2. Uzay yarışında Sovyet Rusya, ABD’den önde idi. 1961’de Atmosfer dışına ilk insanlı uzay aracı yollayan Ruslardı. Arz etrafında bir tur atan astronot Yuri Gagarin sağ salim geri döndü. Sovyet idarecileri gururluydu. Din karşıtı çalışmaları bilinen Sovyet Komünist Partisi Genel Sekreteri Kuruçev, bir konuşmasında, “Neden bir tanrıya bağlanasınız ki? İşte Gagarin uzaya gitti ve orada bir Tanrı görmedi” demişti. Arz’dan sadece birkaç yüz kilometre yükselebilen insanoğluna ne oluyordu da büyük bir iş yapmış gibi böbürleniyordu? Arz’a en yakın yıldız 4 buçuk ışık yılı mesafesindedir; bu yükselme ise bunun yanında hiçbir şeydir. “Uzayda Tanrı’yı görmediğini” söylediği iddia edilen kozmonot Gagarin ise 1968 senesinde rutin bir uçak eğitiminde yere çakılarak ölecektir.

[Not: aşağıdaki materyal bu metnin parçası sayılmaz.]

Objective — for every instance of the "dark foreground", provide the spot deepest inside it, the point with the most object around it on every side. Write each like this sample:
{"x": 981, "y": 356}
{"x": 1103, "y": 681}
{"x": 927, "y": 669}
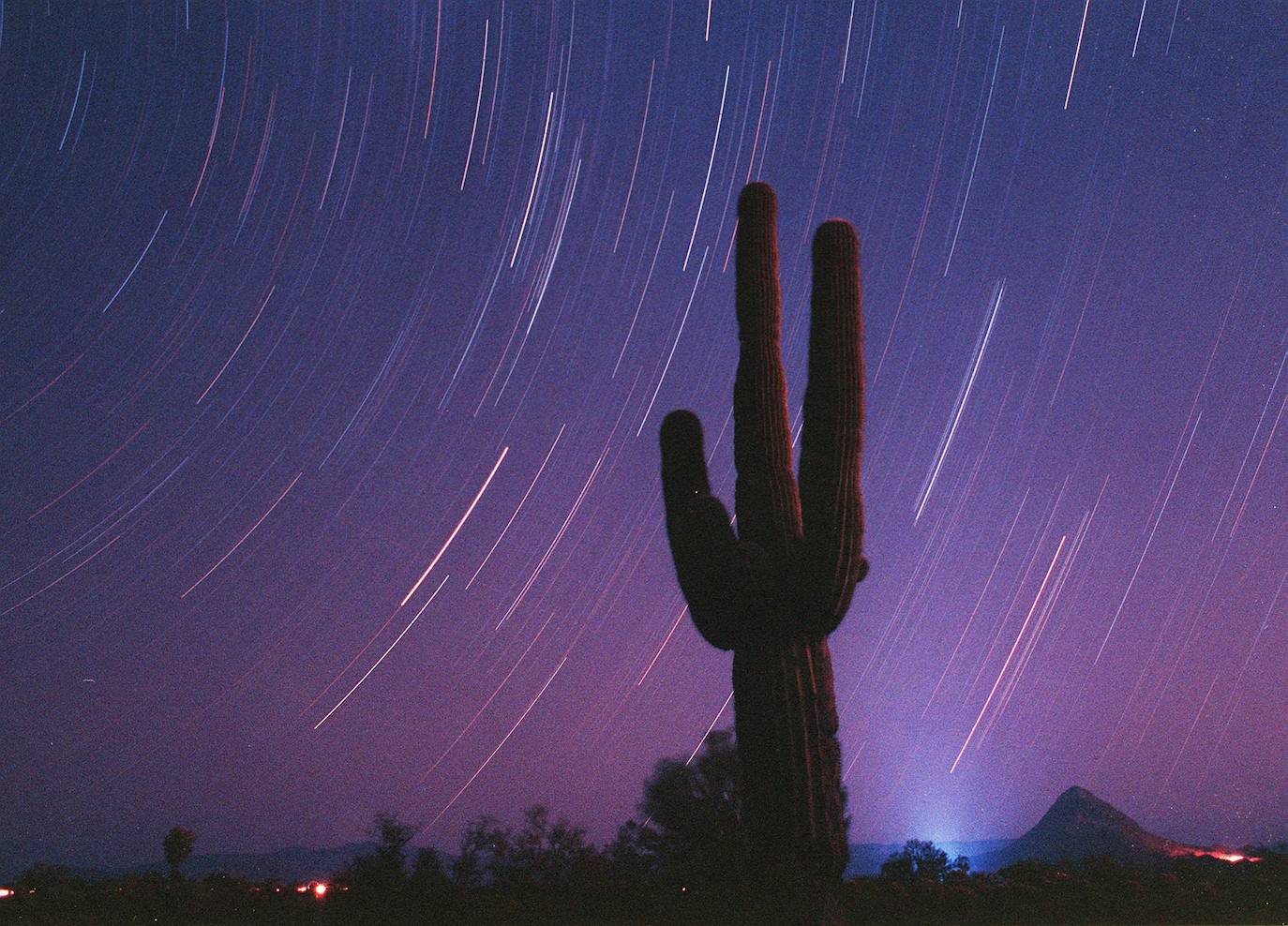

Daha sonraları Sovyetler uzay yarışında başarılı olamadı. ABD öne geçti. 1969 yılında Ay’a ilk adım atıldı. Bir kısım araştırmacılar hâdisenin Hollywood stüdyolarında tezgâhlandığını ileri sürse de Ay’ın fethi dünyada büyük yankı yaptı.
Uzay çalışmalarında kendilerine rakip bulamayan ABD yetkilileri büyük laflar etmeye başladılar. ABD meydan okuyordu. 28 Ocak 1986 tarihinde uzaya fırlatılan “Challenger” (“meydan okuyan” anlamında) roketi, kalkıştan 73 saniye sonra infilak ederek içindeki yedi astronotun ölümüne yol açacaktı.
Sık sık cesetlerle karşılaştığını söyleyen Usame, üç gün içinde on beş göçmen cesedini sudan çıkardığı zamanların olduğunu ifade ediyor…
Balık ağına takılan göçmen cesetleri
3. Titan denizaltısının okyanusun derinliklerinde kaybolması, bütün dünya medyasında bir hafta gündem teşkil edecekti. Batı medyası neden bu kadar heyecanlanmıştı? Yolcuların milyarder olması mı mevzuya değer katıyordu? Yoksa Batılılar insan hayatına önem veren birer hümanist miydi?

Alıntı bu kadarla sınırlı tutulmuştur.